July 30, 2009 / 9:12 AM / 10 years ago

Nigerian security forces capture Islamic sect leader

MAIDUGURI, Nigeria (Reuters) - Security forces in northern Nigeria on Thursday captured the leader of a militant Islamic sect responsible for days of unrest which have killed more than 180 people and displaced thousands.

Smoke rises from Maiduguri prison after it was set on fire by members of a local Islamic group in Yobe state July 27, 2009. The group which wants a wider adoption of Islamic law across Africa's most populous nation have burned churches, a police station and a prison and clashed with the security forces in Bauchi, Borno, Kano and Yobe states. Picture taken July 27, 2009. REUTERS/Afolabi Sotunde

Radical preacher Mohammed Yusuf, whose Boko Haram sect wants a wider adoption of sharia (Islamic law) across Africa’s most populous nation, was seized after a manhunt involving military helicopters and armed police.

“Mohammed Yusuf has been arrested. He is now at the Giwa barracks (in the northern city of Maiduguri),” Borno state police commissioner Christopher Dega told reporters.

Army and police earlier battled the remnants of his sect in Maiduguri after shelling his compound. Bursts of gunfire rang out and helicopters hovered overhead as the security forces went from door to door hunting his followers.
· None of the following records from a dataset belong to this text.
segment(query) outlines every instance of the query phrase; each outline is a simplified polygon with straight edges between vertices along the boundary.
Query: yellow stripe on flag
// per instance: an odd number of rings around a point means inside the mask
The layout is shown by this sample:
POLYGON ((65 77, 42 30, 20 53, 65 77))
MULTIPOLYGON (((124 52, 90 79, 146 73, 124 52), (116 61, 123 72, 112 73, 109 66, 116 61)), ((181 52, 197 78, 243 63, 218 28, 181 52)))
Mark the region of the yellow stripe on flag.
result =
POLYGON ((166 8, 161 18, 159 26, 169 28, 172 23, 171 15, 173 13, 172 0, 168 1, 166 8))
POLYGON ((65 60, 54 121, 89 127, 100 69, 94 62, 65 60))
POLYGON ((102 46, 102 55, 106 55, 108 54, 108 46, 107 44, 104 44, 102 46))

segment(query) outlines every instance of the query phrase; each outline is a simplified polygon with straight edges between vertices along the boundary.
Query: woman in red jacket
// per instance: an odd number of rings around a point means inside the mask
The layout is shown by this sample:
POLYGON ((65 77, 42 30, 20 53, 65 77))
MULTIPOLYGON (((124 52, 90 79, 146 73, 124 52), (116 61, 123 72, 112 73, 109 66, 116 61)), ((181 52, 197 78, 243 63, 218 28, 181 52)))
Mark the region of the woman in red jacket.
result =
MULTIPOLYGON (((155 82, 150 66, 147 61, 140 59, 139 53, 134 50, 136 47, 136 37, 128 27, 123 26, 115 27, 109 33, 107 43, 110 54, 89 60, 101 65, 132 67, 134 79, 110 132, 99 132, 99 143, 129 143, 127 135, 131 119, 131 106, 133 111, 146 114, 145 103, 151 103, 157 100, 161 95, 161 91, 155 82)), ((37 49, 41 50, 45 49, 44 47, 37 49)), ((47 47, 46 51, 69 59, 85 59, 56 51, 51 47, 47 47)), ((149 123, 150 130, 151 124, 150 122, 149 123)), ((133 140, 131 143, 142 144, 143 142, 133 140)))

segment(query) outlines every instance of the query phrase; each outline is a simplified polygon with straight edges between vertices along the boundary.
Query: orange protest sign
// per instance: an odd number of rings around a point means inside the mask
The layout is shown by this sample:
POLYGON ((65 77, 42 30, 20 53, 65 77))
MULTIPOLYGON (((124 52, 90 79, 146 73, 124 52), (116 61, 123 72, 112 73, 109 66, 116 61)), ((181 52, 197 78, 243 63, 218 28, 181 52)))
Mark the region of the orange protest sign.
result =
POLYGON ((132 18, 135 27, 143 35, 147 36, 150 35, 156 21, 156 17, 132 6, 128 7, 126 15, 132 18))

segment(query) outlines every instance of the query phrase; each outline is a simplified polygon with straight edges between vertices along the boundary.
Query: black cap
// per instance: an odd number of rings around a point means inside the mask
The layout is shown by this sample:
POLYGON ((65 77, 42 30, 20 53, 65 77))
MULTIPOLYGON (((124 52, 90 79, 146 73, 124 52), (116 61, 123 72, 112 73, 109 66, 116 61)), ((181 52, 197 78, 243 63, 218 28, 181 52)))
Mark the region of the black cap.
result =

The violence erupted when members of the group were arrested on Sunday in Bauchi state, some 400 km (250 miles) southwest of Maiduguri, on suspicion of plotting to attack a police station.

Yusuf’s supporters, armed with machetes, knives, home-made hunting rifles and petrol bombs, then went on the rampage in several states across northern Nigeria, attacking churches, police stations, prisons and government buildings.

President Umaru Yar’Adua, on an official visit to Brazil, spoke by telephone with northern governors and urged traditional and religious leaders to use Friday prayers to warn people about the dangers of such sects.

“The president stated that religious groups such as ‘Boko Haram’, which seeks to disrupt the peace and security of the Nigerian state, should not be the bride of any true Muslim individual or group,” his spokesman Olusegun Adeniyi said.

Nigeria’s Muslim umbrella group Jama’atu Nasril Islam has already condemned the violence and backed the security forces.


Boko Haram — which means “Western education is sinful” — is loosely modeled on the Taliban movement in Afghanistan. Its members wear long beards and consider anyone not following their strict ideology, whether Christian or Muslim, as infidels.

Its views are not espoused by the majority of Nigeria’s Muslim population, the largest in sub-Saharan Africa.

National defense spokesman Colonel Mohammed Yerima said there would be a military “show of force” on Friday to reassure civilians that they would be protected.

Maiduguri has borne the brunt of the fighting. Local residents said they were still too afraid to venture out despite assurances from the authorities.

“This city is like a battlefield,” Muhammed Yakubu, a resident of Maiduguri and a local journalist, told Reuters.

Yar’Adua has said intelligence agencies had been tracking the group, sometimes referred to as the “Nigerian Taliban,” for years and that its members were procuring arms and learning to make bombs to force their views on Nigerians.

He ordered the security forces to take all necessary action to “contain them once and for all.”

Police in Maiduguri said the security forces had killed 90 sect members on Monday alone. Eight police officers, three prison officials and two soldiers were also killed.

In neighboring Yobe state, police said they had recovered the bodies of 33 sect members after a gun battle near the town of Potiskum on Wednesday. More than 50 people were killed in the initial fighting in Bauchi on Sunday.

Police said they freed 95 women and children on Wednesday being held by the sect in Maiduguri. Its members believe their wives should not be seen by other men and their children should receive only a Koranic education.

The violence in the north is not connected to unrest in the Niger Delta in the south, where militant attacks have prevented Nigeria from pumping much above two-thirds of its oil capacity. The delta’s main militant group has condemned the violence.